WARN [05-15|22:24:12.904] Post-merge network, but no beacon client seen. Please launch one to follow the chain! 

beacon clients logs:

time="2024-05-15 22:26:44" level=error msg="Beacon node is not respecting the follow distance. EL client is syncing." lastBlockNumber=282 prefix=execution
time="2024-05-15 22:26:48" level=info msg="Waiting for enough suitable peers before syncing" prefix=initial-sync required=1 suitable=0

May be you know what could be the reason?

my run script is

#!/bin/bash

set -exu
set -o pipefail

# Check if jq is installed
if ! command -v jq &> /dev/null; then
    echo "Error: jq is not installed.

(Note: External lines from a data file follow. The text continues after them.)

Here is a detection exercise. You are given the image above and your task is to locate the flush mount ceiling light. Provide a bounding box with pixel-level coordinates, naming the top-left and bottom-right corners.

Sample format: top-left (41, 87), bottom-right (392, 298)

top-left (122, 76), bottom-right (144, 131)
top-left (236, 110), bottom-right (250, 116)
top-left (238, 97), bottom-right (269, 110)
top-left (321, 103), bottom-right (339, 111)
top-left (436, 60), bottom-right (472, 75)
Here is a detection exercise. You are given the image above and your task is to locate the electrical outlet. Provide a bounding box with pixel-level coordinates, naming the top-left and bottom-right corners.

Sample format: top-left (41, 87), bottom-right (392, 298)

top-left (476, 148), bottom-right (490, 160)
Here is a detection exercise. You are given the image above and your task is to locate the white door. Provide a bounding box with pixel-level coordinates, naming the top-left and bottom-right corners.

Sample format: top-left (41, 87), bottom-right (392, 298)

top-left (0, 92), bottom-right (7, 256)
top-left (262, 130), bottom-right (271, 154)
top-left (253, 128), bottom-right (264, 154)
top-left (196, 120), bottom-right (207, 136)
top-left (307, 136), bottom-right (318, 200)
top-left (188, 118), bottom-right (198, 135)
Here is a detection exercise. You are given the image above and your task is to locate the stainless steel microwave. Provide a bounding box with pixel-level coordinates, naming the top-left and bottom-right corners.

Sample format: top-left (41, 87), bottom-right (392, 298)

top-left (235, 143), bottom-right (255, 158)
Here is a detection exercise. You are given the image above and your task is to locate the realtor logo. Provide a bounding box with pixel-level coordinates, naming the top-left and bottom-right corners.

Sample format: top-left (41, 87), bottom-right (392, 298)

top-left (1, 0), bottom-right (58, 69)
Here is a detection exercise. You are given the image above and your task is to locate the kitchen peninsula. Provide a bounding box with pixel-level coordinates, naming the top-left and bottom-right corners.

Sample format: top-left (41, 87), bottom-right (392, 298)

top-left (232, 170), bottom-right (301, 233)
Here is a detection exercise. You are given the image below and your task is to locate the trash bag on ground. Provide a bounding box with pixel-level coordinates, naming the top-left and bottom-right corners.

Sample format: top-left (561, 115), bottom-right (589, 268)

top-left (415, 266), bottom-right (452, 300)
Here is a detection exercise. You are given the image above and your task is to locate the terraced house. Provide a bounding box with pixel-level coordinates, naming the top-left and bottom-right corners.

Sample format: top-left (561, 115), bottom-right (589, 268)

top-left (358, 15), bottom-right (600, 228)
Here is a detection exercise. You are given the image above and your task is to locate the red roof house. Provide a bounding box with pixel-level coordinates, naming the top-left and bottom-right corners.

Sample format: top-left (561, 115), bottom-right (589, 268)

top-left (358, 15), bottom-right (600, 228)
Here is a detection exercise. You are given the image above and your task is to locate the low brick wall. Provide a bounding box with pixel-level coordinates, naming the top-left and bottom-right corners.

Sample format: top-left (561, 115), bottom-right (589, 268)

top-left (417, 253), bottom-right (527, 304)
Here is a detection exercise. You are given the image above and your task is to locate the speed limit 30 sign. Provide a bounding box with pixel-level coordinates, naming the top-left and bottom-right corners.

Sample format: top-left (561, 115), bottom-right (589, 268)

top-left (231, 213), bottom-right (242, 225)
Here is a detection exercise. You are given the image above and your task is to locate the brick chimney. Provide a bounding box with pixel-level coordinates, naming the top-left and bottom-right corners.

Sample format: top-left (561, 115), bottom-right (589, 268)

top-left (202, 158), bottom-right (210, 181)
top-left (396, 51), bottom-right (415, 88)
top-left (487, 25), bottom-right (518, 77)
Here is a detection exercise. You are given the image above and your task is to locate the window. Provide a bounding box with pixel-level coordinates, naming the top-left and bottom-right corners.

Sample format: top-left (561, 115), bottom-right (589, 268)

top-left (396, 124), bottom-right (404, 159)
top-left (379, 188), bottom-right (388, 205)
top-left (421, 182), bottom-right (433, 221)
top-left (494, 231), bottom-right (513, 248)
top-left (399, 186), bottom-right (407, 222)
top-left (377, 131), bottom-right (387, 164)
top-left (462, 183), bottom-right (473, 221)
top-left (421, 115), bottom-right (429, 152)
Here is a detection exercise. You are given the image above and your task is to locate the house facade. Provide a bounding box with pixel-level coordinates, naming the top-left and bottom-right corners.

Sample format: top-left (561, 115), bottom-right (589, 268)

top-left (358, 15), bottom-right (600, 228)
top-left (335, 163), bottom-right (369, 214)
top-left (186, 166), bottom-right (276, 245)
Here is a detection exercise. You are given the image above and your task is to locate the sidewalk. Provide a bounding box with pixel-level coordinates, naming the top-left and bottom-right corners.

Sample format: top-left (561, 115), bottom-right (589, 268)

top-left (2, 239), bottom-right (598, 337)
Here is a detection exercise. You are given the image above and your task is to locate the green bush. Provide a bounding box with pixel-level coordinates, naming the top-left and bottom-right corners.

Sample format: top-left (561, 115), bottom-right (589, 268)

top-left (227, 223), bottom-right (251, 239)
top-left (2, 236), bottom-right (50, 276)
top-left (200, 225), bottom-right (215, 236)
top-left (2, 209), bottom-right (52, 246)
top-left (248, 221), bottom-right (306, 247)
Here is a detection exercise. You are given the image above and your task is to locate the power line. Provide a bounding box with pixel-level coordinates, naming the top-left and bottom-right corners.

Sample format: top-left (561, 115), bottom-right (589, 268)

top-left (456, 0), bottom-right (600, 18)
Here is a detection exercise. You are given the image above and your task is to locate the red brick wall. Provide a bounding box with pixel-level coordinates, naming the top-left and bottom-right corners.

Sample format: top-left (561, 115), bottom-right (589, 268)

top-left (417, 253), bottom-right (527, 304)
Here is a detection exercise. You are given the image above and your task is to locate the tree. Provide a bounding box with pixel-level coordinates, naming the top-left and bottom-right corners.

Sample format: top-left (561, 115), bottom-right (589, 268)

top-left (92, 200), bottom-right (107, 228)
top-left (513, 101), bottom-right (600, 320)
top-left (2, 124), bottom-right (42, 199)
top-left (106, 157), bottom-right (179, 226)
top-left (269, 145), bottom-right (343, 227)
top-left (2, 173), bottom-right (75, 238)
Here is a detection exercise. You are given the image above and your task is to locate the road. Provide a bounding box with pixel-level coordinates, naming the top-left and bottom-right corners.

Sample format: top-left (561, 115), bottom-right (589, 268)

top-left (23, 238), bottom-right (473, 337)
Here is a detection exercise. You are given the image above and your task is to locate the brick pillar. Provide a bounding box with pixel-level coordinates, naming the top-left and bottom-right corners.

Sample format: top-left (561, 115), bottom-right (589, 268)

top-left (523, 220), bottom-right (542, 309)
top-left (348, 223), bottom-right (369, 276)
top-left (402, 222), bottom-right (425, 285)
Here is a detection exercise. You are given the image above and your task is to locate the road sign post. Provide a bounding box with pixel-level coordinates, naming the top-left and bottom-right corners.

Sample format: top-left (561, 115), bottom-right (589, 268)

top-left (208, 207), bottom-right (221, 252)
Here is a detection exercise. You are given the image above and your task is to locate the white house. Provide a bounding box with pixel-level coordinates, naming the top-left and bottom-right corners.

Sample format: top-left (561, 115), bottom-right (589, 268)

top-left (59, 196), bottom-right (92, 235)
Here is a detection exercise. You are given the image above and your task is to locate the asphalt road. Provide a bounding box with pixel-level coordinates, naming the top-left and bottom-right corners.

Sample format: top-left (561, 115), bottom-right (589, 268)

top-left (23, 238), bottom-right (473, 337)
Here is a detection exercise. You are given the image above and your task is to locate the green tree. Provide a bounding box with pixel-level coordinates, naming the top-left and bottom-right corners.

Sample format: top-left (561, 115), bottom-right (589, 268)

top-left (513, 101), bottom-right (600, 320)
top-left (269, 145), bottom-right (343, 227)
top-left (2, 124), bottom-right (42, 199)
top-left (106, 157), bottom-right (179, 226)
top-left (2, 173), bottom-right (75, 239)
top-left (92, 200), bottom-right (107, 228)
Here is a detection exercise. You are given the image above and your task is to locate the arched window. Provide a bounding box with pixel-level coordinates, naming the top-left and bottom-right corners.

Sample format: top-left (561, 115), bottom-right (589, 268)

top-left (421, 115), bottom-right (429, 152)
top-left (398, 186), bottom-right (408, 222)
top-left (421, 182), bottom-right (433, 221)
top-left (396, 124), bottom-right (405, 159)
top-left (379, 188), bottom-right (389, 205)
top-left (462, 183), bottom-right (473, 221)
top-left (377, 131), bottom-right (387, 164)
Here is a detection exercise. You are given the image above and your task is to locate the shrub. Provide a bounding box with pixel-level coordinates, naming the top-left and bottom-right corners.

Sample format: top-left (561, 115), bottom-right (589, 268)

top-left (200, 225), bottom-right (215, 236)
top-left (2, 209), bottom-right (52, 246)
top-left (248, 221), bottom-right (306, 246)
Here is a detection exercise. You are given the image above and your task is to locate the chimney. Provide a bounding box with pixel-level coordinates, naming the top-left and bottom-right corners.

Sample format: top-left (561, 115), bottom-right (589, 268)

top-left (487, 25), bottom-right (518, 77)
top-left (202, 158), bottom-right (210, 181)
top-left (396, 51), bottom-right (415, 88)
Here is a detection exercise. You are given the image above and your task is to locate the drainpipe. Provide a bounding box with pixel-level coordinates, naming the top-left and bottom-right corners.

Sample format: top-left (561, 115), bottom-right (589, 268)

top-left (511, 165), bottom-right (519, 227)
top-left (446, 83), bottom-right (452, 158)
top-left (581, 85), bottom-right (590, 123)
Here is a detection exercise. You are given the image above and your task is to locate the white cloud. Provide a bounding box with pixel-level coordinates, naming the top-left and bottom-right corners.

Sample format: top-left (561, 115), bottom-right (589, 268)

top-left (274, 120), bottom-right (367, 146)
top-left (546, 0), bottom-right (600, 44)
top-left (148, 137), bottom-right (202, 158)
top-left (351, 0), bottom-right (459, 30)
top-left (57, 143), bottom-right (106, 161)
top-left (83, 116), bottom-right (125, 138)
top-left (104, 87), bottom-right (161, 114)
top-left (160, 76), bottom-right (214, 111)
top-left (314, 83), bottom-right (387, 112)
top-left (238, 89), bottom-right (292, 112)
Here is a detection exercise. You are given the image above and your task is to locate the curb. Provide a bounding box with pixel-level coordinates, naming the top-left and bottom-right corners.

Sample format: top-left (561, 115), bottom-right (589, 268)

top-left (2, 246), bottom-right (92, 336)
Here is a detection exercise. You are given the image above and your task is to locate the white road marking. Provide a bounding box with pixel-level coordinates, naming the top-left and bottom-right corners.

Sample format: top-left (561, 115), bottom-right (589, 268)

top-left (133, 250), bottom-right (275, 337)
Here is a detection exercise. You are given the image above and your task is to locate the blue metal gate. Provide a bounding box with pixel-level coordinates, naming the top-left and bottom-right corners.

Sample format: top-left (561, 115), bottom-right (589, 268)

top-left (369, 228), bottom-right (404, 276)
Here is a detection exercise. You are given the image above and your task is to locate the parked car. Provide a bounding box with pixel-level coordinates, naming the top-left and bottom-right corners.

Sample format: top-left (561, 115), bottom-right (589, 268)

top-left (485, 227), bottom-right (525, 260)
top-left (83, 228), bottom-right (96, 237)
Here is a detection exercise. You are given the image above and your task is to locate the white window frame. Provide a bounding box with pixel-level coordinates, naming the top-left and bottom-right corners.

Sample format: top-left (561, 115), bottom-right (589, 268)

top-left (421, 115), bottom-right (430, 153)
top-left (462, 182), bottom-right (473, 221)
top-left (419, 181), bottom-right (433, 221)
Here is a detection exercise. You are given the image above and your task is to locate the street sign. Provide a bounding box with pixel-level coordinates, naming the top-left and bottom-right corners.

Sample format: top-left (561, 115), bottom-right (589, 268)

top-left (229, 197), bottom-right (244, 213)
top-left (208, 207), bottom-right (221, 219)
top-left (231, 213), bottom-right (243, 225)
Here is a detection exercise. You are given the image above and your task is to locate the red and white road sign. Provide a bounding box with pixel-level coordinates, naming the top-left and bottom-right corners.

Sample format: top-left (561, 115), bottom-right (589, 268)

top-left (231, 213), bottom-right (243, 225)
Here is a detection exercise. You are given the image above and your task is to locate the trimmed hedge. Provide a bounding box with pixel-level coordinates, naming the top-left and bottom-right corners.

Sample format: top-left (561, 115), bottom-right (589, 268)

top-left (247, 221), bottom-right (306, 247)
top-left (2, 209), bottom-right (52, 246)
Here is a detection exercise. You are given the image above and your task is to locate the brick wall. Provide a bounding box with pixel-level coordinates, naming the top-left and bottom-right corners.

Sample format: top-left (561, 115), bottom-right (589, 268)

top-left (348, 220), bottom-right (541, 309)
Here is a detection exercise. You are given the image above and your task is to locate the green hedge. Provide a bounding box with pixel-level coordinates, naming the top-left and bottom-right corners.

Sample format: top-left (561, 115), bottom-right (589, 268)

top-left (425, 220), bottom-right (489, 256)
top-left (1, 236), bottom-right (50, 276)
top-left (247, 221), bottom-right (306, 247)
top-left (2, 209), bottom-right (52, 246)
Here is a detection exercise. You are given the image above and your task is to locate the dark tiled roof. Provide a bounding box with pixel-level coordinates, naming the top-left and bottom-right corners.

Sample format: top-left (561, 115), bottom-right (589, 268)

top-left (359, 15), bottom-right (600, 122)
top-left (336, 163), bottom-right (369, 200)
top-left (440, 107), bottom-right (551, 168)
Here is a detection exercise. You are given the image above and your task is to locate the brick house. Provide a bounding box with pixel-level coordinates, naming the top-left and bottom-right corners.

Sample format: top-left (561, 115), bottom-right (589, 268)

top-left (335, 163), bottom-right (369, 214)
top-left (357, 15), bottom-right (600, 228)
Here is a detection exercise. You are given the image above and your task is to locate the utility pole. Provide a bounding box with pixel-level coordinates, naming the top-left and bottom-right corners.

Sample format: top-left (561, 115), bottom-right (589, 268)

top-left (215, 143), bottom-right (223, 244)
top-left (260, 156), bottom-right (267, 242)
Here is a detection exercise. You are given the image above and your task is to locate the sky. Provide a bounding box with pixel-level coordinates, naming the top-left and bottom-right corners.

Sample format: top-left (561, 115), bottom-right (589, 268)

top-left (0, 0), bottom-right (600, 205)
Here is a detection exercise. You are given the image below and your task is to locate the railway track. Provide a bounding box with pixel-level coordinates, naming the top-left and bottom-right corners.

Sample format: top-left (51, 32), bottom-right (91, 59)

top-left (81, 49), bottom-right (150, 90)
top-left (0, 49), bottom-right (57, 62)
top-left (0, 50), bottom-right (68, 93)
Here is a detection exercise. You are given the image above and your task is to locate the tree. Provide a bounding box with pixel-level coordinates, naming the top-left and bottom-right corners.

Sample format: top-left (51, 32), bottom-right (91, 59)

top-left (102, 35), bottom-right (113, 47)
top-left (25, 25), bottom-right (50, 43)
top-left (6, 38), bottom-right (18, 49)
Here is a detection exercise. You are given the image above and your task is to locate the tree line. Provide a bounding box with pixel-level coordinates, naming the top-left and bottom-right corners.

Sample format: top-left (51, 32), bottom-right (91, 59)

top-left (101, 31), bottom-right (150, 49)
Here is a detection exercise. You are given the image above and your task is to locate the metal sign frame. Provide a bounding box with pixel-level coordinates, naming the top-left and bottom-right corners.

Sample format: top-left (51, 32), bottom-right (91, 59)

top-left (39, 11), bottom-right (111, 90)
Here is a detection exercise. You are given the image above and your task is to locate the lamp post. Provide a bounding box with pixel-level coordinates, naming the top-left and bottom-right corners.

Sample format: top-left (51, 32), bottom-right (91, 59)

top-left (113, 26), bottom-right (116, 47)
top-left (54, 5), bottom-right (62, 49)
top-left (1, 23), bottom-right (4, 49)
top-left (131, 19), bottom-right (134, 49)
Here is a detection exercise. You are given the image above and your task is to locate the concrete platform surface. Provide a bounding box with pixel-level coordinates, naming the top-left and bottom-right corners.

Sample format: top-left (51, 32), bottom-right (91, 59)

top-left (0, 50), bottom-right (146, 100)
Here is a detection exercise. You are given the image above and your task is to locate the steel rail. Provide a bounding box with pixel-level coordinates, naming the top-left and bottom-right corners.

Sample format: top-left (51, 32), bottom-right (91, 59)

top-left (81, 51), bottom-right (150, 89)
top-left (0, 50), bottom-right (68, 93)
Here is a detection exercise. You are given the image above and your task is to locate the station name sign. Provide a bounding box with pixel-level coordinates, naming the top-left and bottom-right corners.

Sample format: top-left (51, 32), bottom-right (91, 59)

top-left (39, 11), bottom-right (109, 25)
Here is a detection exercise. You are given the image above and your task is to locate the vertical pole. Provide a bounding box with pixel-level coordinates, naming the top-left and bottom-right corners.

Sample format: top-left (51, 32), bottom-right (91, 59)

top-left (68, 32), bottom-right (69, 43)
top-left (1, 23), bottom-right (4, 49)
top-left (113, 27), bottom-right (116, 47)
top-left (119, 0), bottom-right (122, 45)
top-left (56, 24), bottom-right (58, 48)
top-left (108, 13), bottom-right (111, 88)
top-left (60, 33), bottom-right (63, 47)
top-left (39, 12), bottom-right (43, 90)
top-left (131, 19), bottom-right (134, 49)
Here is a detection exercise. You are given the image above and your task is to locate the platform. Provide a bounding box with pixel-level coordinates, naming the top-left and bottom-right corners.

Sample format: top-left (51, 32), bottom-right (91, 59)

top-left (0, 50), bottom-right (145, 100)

Please install jq first."
    exit 1
fi
# Check if curl is installed
if ! command -v curl &> /dev/null; then
    echo "Error: curl is not installed. Please install curl first."
    exit 1
fi

# NETWORK_DIR is where all files for the testnet will be stored,
# including logs and storage
NETWORK_DIR=./network

# Change this number for your desired number of nodes
NUM_NODES=2

# Port information. All ports will be incremented upon
# with more validators to prevent port conflicts on a single machine
GETH_BOOTNODE_PORT=30301

GETH_HTTP_PORT=8000
GETH_WS_PORT=8100
GETH_AUTH_RPC_PORT=8200
GETH_METRICS_PORT=8300
GETH_NETWORK_PORT=8400

PRYSM_BEACON_RPC_PORT=4000
PRYSM_BEACON_GRPC_GATEWAY_PORT=4100
PRYSM_BEACON_P2P_TCP_PORT=4200
PRYSM_BEACON_P2P_UDP_PORT=4300
PRYSM_BEACON_MONITORING_PORT=4400

PRYSM_VALIDATOR_RPC_PORT=7000
PRYSM_VALIDATOR_GRPC_GATEWAY_PORT=7100
PRYSM_VALIDATOR_MONITORING_PORT=7200

trap 'echo "Error on line $LINENO"; exit 1' ERR
# Function to handle the cleanup
cleanup() {
    echo "Caught Ctrl+C. Killing active background processes and exiting."
    kill $(jobs -p)  # Kills all background processes started in this script
    exit
}
# Trap the SIGINT signal and call the cleanup function when it's caught
trap 'cleanup' SIGINT

# Kill any hanging runtimes
pkill geth || echo "No existing geth processes"
pkill beacon-chain || echo "No existing beacon-chain processes"
pkill validator || echo "No existing validator processes"
pkill bootnode || echo "No existing bootnode processes"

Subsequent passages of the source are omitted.